Their fights were an exercise in linguistics and psychoanalysis. His command of the language equaled or even surpassed hers. His ability to dissect her motives and machinations destroyed the little power she had left. He had her number to the point where he knew her body, defenses, and games, and could even dismantle her armor with nothing more lethal than his tongue. Their routine was predictable. They made love all night. Who knew what Miss Honeypot was capable of doing with a man who knew what he was doing? Starved at dawn, they stumbled to a neighborhood diner for food, came home and made themselves presentable to show up either to work or to interview for work. In the evening, he came home, carrying a shoulder bag on one arm and his infant in the other. His dog was a big part of their life until they parted and the dog jumped out a window. They would never know if it was suicide or dementia or perhaps sadness that the perfect couple had simply given up. When they parted officially and her closets were emptied of his clothes, her shelves bare of his books, her bathroom devoid of his toiletries, he took up residence in a building next door. He could see her come and go though never for a moment did she ever imagine he cared enough to suffer. She watched him come and go, steeling herself against the pain of missing him by taking to her bed or diligently plotting her next professional move. Six months went by and he saw other women, many women, not particularly plausible women, while she dated the occasional man. They had their moments. He would call. Miss Honeypot would answer. They would make mad passionate love and know that the bond wasn’t broken but the fear was too overwhelming to give it another try. He would tell her that all she had to do was ask. She would respond that if only he would say what he wanted. And it went on like that for several years—until she got a job and moved to Paris, and he found a woman and made a new life.

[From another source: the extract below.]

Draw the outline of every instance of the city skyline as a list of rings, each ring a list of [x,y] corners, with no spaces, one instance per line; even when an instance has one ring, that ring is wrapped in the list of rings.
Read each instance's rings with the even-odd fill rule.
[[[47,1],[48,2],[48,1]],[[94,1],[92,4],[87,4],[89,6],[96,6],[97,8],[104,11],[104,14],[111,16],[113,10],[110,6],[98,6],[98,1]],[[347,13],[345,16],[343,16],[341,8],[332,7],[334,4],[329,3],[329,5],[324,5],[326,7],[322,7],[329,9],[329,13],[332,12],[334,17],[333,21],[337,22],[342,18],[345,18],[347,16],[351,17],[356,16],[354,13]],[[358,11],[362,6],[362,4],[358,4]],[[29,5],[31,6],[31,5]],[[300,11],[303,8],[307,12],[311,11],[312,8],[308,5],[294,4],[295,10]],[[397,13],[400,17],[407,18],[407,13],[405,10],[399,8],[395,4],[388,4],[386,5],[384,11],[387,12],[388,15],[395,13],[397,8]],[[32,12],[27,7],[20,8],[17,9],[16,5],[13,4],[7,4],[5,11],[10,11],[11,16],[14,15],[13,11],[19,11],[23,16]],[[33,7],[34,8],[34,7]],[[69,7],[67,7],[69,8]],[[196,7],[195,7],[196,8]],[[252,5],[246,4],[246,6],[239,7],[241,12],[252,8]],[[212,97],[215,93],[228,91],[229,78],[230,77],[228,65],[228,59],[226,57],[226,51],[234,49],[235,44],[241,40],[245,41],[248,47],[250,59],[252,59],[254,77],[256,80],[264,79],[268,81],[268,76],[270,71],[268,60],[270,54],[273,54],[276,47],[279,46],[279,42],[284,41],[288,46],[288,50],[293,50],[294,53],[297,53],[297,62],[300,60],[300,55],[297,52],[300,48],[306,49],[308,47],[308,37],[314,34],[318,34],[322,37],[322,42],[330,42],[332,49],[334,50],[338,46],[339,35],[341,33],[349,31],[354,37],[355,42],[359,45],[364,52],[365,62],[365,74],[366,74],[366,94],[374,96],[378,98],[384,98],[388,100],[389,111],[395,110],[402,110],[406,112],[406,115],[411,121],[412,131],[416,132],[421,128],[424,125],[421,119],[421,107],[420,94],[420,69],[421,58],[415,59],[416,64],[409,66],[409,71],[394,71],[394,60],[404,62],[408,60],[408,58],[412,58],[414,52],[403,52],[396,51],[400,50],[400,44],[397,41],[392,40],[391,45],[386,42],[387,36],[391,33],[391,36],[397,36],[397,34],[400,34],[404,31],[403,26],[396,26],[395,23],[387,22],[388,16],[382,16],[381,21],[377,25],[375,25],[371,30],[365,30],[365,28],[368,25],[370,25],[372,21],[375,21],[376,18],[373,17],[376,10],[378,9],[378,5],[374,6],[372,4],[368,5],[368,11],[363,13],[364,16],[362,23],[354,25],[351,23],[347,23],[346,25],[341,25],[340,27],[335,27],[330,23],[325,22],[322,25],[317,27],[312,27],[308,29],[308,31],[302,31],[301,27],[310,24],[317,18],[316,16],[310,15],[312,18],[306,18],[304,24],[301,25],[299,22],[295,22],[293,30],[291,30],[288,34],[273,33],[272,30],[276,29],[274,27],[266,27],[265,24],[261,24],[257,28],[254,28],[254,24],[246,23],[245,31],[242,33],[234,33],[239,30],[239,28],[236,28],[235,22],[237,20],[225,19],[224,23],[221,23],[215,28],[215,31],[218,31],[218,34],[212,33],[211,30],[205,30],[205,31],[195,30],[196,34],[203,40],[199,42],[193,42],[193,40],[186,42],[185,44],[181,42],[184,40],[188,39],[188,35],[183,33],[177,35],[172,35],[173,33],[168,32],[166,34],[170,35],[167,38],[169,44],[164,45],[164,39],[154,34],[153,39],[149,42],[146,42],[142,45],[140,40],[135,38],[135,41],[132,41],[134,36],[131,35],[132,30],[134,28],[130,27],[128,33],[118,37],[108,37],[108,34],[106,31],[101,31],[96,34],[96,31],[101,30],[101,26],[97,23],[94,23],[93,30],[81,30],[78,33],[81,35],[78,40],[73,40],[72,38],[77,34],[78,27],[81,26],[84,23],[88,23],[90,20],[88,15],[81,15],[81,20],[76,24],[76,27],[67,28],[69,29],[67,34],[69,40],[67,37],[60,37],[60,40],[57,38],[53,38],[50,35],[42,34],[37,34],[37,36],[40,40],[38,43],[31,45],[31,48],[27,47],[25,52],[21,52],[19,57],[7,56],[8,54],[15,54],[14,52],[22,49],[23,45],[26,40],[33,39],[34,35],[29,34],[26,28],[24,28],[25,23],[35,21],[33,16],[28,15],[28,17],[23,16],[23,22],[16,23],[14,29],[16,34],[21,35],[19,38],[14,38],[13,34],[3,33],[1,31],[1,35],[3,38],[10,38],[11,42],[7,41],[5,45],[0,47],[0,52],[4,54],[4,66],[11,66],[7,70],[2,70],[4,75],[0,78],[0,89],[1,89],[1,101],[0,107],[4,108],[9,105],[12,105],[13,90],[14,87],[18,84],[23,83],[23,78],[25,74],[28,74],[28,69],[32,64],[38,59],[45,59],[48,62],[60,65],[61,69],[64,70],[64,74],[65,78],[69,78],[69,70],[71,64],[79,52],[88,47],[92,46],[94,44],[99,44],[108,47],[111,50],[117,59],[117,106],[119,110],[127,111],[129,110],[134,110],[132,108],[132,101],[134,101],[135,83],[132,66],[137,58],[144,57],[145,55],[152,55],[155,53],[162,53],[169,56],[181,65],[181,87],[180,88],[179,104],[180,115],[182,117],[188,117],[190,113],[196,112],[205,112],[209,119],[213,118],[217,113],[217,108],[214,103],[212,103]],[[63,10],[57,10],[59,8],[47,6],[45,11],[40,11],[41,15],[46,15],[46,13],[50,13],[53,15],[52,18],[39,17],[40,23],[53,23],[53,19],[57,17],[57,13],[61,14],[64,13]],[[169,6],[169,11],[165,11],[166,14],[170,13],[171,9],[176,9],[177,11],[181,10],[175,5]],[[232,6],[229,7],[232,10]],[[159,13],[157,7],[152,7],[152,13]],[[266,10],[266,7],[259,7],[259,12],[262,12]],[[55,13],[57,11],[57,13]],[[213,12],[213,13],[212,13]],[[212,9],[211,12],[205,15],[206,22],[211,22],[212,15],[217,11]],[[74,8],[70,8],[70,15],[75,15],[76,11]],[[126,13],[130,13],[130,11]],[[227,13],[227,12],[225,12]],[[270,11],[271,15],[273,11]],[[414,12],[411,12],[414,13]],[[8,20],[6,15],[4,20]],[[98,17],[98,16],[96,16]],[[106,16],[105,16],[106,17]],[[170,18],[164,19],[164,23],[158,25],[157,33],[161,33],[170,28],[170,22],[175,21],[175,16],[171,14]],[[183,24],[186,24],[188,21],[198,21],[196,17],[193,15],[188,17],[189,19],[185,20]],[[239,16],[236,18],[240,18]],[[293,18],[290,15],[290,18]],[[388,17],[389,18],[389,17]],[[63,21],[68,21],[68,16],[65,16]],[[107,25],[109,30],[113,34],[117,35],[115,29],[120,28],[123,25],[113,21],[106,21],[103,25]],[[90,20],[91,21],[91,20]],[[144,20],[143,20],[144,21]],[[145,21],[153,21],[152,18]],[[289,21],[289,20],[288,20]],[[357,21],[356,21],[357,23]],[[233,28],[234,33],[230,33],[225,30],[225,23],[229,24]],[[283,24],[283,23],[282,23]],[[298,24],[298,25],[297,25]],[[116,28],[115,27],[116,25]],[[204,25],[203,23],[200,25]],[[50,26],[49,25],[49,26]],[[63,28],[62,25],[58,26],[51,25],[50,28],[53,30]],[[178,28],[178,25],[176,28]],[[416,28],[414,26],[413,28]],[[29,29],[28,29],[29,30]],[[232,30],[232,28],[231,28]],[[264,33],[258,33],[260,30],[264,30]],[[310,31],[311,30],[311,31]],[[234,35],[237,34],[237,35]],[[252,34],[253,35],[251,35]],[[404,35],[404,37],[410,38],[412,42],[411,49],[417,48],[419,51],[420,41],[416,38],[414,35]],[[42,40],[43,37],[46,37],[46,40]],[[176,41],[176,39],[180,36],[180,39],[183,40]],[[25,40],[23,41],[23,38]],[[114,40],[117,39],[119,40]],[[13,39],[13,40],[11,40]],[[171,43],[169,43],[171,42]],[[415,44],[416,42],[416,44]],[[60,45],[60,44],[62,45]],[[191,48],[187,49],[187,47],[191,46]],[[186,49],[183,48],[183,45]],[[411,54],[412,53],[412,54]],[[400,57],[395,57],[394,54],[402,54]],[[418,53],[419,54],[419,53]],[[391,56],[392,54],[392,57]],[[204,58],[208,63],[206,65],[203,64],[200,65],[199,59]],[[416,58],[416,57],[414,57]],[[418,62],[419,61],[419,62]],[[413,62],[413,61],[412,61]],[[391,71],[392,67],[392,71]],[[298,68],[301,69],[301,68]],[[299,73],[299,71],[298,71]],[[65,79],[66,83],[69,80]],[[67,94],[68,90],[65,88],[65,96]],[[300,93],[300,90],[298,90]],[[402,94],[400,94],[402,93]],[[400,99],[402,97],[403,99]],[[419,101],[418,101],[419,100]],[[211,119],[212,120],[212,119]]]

Based in Paris and working for a major news magazine, her job took her to the Middle East where the reality of love was quick and impersonal, death lurking at every bedpost, bombs flashing in the distance through shattered windows. It was essential to be dressed at all times as militias attacked the hotel in Beirut where the foreign press stayed. Evacuation could be imminent. The guys who covered the wars were expert at in-and-out. She was expert at running for the story. She had no time or desire for furtive moments. She lived with her boots on, her notepad and pen handy (no outlets on the battlefield), ready to rock and roll to a safe place behind the Green Line, after the usual television questions about how it feels to be the sole survivor of a massacre. In Beirut, where war raged and the bouquet of terror armies was as varied as petals thrown on a funeral pyre at a Hindu cremation, Miss Honeypot lost her sense of fantasy. Those same male colleagues, who wore trench coats and safari jackets, smoked unfiltered cigarettes, and expertly handled a Swiss Army knife, were considered the real thing. They were the war correspondents, the swaggering macho men who, backdropped by the ravaged scenery of devastation and destruction, did their five-minute stand-ups in all the horrific corners of the Middle East. She was the only woman. Sex under fire was an unimaginable fantasy. Bombs crashing, grenades exploding, sporadic gunfire surrounding tangled bodies in fields where land mines were suspected, pushed the mercury up on the thermometer from passable to good to great to nothing after the moment ended.

What did she know that they had not yet learned? What had she forgotten that they would never know?

One thing Miss Honeypot knew for certain about her male colleagues was that beneath the belted trench coats, waiting for Moses to hand them the Ten Commandments at the foot of Mount Sinai, the smaller the penis, the more they bragged and boasted and described in detail what they had done in the mine fields.

One thing she learned was that men like that didn’t have scales from worst to best. It was sex—yes or no—and they moved in like a one-man army, exterminating villages before careening onto the next helpless civilian enclave, a notch in their belts or on the butts of their Uzis that counted the number of bodies—dead or alive.

For the first ten years while Miss Honeypot lived and worked in Paris, she embraced celibacy with a vow as fierce as a nun’s. In her forties, time had been kind enough to make her vocal position on abstinence a challenge to the new crop of macho journalists, insipid French intellectuals, the up-and-coming new generation of moguls, and those same impoverished students who had since become destitute artists and writers. Days after her fiftieth birthday, she met the perfect man—an impotent and powerful French politician who offered a respectable base as she traveled around Europe and the Middle East covering the same old internecine struggles and terror attacks.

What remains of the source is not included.